Auteur : your-biohazardous-friend

Traductrice : Hermi-kô


Blues post-opératoire


Chaque muscle dans sa tête lui faisait mal - notamment les parties les plus ridicules de son anatomie telle que sa langue. A chaque fois que Jensen bougeait la mâchoire des milliers d'aiguilles inexistantes et métaphoriques s'enfonçaient plus profondément encore dans le tissu musculaire. La douleur était si constante, énervante et puissante qu'elle l'empêchait de manger des repas solides ou même de cligner des yeux. Grâce à ça, durant son séjour à la clinique L.I.M.B., le menu de Jensen avait été réduit à plusieurs marques et quantités de nourriture pour bébé -une pulpe brunâtre et sans goût d'origine douteuse - qu'il n'avait pas besoin de mâcher. L'ancien agent du SWAT doutait que le contenu des petits pots, avec des noms aussi goûteux que "poulet et riz" ou encore "ratatouille", aient jamais approchés l'un des ingrédients marqués sur l'étiquette. Les "repas" lui étaient servis cinq fois par jour en petites quantités avec une minuscule cuillère en plastique qui avait été à l'origine produite pour des bambins.

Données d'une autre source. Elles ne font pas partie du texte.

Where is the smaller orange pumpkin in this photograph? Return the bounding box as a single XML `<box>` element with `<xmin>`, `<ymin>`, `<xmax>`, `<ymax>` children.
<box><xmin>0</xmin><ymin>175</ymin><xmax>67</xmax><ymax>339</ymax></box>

A l'époque ses prothèses ne répondaient pas encore bien, le laissant aux bons soins des infirmières récalcitrantes - surtout les plus moches - qui étaient chargées de le nourrir et de l'assister. Les femmes faisaient de leur mieux pour le toucher plus que nécessaires pendant les procédures standards. Normalement, Adam aurait été amusé par leurs efforts ; cependant, ses cicatrices mentales et physiques étaient encore bien trop fraiches pour tirer un trait sur son échec aux labos. Jensen n'avait jamais été plus content que lorsqu'il avait pu manger de ses propres mains tremblotantes ou se rendre aux toilettes tout seul. Les infirmières, toutefois, n'étaient pas si contentes que ça.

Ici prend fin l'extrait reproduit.